La qualità dei grassi è più importante della quantità

Scritto da Giuseppe Capano il 13 giugno 2014 – 22:38 -

A tavola con il diabete particolare 318Torno ancora sulla dieta mediterranea, ma questa volta da un’altra angolazione collegandola a uno dei mali più frequenti e invasivi, il diabete, a suo volta collegato con altri devastanti eventi a cui può andare incontro l’organismo.
Proprio oggi ho rilasciato un’intervista su questo argomento collegata al libro che ho scritto in collaborazione con una dietista e una nutrizionista, lo trovate qui per maggiori informazioni, e di questa intervista poi vi riferirò indicandovi anche il sito che la ospiterà.

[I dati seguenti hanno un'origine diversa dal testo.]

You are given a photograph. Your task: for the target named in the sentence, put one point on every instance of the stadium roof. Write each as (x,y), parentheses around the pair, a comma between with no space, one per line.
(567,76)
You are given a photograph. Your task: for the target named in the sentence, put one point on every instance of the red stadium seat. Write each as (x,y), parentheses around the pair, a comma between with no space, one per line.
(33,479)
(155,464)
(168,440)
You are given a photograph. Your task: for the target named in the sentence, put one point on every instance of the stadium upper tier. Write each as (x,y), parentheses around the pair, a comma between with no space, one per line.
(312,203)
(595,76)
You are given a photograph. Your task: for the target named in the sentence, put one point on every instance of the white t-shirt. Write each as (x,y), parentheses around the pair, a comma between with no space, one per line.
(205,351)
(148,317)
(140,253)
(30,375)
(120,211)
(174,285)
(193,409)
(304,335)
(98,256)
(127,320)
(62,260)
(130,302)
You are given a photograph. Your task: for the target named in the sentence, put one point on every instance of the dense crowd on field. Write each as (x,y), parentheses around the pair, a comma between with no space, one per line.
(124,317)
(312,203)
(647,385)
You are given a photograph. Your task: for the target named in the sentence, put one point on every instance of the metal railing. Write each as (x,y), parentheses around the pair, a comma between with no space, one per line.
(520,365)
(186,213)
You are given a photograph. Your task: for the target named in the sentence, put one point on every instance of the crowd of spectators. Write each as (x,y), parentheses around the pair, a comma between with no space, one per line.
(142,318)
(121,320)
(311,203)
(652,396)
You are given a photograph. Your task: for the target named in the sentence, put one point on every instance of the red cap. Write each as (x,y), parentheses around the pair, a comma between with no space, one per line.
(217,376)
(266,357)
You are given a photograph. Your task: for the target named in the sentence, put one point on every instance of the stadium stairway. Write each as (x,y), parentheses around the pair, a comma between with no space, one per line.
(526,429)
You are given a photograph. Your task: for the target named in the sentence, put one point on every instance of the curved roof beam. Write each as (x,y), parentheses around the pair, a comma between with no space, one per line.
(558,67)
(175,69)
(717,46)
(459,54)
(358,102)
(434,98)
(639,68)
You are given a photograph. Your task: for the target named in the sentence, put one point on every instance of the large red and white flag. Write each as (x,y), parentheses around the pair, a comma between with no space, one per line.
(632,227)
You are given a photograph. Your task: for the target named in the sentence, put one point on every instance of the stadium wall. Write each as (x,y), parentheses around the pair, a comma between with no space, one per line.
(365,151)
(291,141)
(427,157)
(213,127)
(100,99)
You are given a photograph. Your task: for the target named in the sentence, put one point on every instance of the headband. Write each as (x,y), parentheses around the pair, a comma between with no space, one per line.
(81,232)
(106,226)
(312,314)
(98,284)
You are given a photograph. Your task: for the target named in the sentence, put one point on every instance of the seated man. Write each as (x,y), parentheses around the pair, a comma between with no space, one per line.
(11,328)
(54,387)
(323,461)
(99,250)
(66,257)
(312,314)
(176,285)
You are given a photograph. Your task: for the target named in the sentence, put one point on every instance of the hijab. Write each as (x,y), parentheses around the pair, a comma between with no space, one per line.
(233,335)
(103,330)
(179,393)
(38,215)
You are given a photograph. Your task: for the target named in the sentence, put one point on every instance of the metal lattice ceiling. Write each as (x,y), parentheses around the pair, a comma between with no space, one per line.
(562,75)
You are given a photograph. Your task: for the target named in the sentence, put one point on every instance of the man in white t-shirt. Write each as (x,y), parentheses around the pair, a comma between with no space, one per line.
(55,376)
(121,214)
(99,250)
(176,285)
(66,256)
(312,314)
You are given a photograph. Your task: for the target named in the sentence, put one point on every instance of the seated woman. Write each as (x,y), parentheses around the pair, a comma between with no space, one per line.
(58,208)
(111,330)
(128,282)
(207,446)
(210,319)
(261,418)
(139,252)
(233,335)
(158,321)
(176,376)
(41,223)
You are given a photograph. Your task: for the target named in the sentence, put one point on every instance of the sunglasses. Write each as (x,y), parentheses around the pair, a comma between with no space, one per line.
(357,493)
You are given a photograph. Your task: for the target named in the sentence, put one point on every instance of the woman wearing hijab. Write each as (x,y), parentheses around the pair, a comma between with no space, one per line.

Nello specifico parliamo dell’importanza più della qualità dei grassi che della quantità che si usa prendendo spunto da un interessante ricerca.
La quale ci racconta come un’alimentazione a base di olio di oliva, pesce, legumi, ortaggi e frutta (fresca e secca), praticamente la dieta mediterranea nella sua dimensione di origine, riesce con efficacia a ridurre notevolmente l’incidenza genetica dell’ictus in relazione al diabete prevenendo infarto e emorragia cerebrale.
Portato avanti da un’equipe iberica del Centro di Nutrizione e Obesità Ciber in collaborazione con l’università di Tufts negli Stati Uniti lo studio mette in luce questo ulteriore aspetto positivo della dieta mediterranea e in particolare del binomio olio di oliva e frutta secca artefici insieme di un potente effetto anti-infiammatorio e antiossidante.
Il focus era quello di indagare la relazione tra dieta e il rischio genetico in pazienti affetti da due copie di una variante collegata al diabete tipo 2, il gene TCF7L2.
La scoperta è stata che a sorpresa la dieta mediterranea, tradizionalmente più articolata e ricca in grassi, ha bilanciato ottimamente la cattiva influenza genetica di coloro che erano a rischio ictus rispetto a un regime restrittivo a basso tenore di lipidi.
Lo studio ha coinvolto 7018 persone divise in due gruppi distinti, il primo ha seguito una dieta in stile mediterraneo, il secondo un regime alimentare a basso contenuto di grassi.
A esami di verifica finali il primo gruppo registrava i tipici valori sentinella del rischio cardiovascolare (colesterolo, trigliceridi, lipoproteine a bassa intensità, ecc) più bassi rispetto al gruppo a più stretto regime dietetico.
Un risultato che dovrebbe far riflettere molto sulle tante indicazioni empiriche che spesso vengono date a chi soffre di diabete e di molte delle patologie legate all’alimentazione.
Tanto da spingere il direttore della ricerca e professore di Nutrizione dell’Università di Tuftsa a dichiarare che ”l’alimentazione bassa in grassi va bene per alcuni, non offre benefici ad altri e può addirittura essere controproducente per certi individui”.
Decisamente incredibile se confrontato con le tante diete circolanti con l’ossessione delle calorie.
Lo studio è stato pubblicato dalla rivista medica ‘Diabete Care’ i cui riferimenti potete trovare qui.